Until five minutes later and his six friends filled up the rest of the table and the seven of them spent the rest of the evening talking insider talk and leaving me out! Ouch! I wanted to be out of there! I felt awkward, excluded, half ashamed to just be at their table. No, I hadn’t done anything wrong, but they communicated distance and difference and negativity.

Groups have such power over us! And we so much need to feel accepted. We need the assurance that we matter. If the group we’re in doesn’t assure us, we want out of it. We won’t stay. We’ll run. We feel ashamed.

The apostle Paul had wanted for a long time to go to Rome. He had visions not only of seeing the imperial city and of preaching there, but also of going beyond Rome. He hoped that he could go as far west as Spain and establish churches there. But in order to get to Spain he would need a base of support from the Christians in Rome; he would need acceptance.

Understand that, except for a few people, he didn’t know many of the Roman Christians. He had not started the church in Rome. As far as we know, he had never even been to the city.

That meant that when he would come to Rome, he would need to feel at home with them, and they with him. That’s really why he wrote this magnificent letter we call Romans – to introduce himself and his thinking to folks who did not know him and who knew nothing more than hearsay about him.

In the very beginning of his letter, Paul wisely adopted some strategies that helped prepare the way.
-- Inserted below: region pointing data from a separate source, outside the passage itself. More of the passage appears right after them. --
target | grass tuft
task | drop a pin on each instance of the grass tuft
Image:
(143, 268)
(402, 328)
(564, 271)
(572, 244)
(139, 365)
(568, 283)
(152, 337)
Paul adopted some attitudes that I believe made sure that when he would find an atmosphere of assurance in Rome.

These strategies can help us live with assurance out in the world and in the church, especially in our kind of church. Here are some things which will help us create on this corner what I’m calling a mutual assurance company. Not a mutual insurance company, but a mutual assurance company.

I

First, a mutual assurance company, that is, a church where all persons feel accepted and assured, begins with something very simple and yet very profound: it begins with a prayerful approach. A prayerful approach. If we in this church are going to live with our differences, we must begin with a prayerful approach to one another.

Look with me at verses 9-10. "I remember you always in my prayers, asking that by God’s will I may somehow at last succeed in coming to you."
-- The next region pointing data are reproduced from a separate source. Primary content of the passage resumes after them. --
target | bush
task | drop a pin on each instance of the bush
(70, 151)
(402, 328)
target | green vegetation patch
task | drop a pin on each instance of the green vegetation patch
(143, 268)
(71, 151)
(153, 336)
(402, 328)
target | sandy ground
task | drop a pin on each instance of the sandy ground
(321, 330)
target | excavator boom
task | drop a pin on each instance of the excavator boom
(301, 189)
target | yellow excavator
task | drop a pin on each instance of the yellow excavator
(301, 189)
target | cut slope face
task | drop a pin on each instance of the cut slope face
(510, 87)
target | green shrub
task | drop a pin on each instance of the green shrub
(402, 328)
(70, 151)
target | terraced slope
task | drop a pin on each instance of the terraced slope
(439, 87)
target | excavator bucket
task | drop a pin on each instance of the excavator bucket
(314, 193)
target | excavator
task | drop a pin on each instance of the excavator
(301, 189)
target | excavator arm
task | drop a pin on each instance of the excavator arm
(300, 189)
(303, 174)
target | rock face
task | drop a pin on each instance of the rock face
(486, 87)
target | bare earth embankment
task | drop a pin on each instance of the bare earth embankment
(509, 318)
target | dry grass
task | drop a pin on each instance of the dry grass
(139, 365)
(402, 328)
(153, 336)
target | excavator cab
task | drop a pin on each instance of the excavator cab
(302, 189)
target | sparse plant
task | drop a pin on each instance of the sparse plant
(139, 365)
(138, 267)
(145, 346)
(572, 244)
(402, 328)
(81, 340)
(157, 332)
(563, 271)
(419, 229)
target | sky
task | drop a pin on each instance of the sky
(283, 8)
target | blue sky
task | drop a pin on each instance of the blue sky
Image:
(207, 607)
Seize on that phrase a little while. "In coming to you." Not only is Paul talking about the geography – having to cross the Mediterranean to get to Rome – but he is also talking about the psychology. Will I succeed in coming to you? Will you accept me? Roman Christians, do I threaten you? Is my reputation a problem for you? Is my image too severe, is my theology too strange? What can I do, Romans, to help you accept me?